Our research aims to identify the distance scale of fundamental interactions and understand how other scales emerge. A model system that our group often studies is the strong force, which displays emergent complex quantum phenomena at high energies manifested in the form of jets. Jets are collimated sprays of particles that result from high energy quarks and gluons. These objects are challenging to measure experimentally and difficult to analyze statistically. Jets and many other phenomena in fundamental physics naturally live in high-dimensional phase spaces that are impossible to explore with traditional methods. We call this the hyper challenge: going beyond multivariate analysis to discover new patterns by treating data holistically in their natural high dimensionality. Complex detectors measure these data using the equivalent of hyperspectral cameras and new methods have the potential to qualitatively change data analysis for high energy physics and beyond. This work spans two areas of research:
Data analysis in fundamental physics experiments relies heavily on complex simulations in order to connect fundamental theories to observable quantities. These simulations span an impressive dynamic range in energy and encode a vast set of formal and phenomenological physics models. However, we often do not know the probability density of the data explicitly because of the hyper challenge. Instead, we can sample from our simulators to produce realistic data. Likelihood-free learning is a set of tools to fully utilize our data without ever explicitly constructing their probability density.

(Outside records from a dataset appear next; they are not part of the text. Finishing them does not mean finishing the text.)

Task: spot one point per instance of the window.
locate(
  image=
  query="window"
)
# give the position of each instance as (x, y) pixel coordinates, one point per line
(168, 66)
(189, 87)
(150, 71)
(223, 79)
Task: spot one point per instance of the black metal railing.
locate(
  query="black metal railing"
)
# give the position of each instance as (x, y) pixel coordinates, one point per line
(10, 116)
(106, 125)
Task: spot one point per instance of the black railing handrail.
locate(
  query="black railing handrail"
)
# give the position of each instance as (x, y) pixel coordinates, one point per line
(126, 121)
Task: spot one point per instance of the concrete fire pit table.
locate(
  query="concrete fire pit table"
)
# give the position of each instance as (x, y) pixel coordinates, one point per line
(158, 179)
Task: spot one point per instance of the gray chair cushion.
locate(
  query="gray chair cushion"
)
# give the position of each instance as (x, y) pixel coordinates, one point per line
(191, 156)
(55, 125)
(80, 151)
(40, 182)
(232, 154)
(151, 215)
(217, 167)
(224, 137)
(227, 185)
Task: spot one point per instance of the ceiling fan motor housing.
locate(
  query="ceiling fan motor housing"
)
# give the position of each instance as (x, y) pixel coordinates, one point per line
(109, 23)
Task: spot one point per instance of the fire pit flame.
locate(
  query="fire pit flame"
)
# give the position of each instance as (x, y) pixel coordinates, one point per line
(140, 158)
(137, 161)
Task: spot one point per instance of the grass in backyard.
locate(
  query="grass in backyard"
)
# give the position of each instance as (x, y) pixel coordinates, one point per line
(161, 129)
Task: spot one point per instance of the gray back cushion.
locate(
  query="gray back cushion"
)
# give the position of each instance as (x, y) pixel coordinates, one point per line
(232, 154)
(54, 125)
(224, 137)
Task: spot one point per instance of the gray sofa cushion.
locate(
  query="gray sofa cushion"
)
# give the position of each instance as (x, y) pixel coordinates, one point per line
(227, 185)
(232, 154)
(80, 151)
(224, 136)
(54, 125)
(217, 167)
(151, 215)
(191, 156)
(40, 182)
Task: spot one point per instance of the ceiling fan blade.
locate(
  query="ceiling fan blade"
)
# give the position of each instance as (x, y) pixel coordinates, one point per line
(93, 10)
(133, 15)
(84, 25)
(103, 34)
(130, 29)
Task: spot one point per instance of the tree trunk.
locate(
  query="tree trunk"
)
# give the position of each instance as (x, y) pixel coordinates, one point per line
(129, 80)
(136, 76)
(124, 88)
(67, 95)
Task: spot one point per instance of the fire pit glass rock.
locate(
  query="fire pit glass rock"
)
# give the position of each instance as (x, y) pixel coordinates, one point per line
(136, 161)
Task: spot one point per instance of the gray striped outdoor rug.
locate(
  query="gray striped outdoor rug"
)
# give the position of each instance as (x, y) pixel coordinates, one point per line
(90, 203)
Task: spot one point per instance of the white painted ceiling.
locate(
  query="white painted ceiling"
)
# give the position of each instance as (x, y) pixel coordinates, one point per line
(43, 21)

While simulations are a critical aspect of analysis with fundamental physics experiments, many science questions require simulation-independent methods. This occurs when simulations are too expensive, are intractable, or are unreliable. This is often the case when probing extreme regions of phase space. In these situations, the strategy shifts from using simulation to learning directly from data. Due to the size, high-dimensionality, or quantum nature of experimental datasets, it is often not possible to know the generative process for a particular datum. As a result, one must go beyond traditional supervised methods for hypervariate analysis with deep learning. To this end, we are researching label-free learning methods that can deploy less-than-supervised techniques directly on unlabeled data.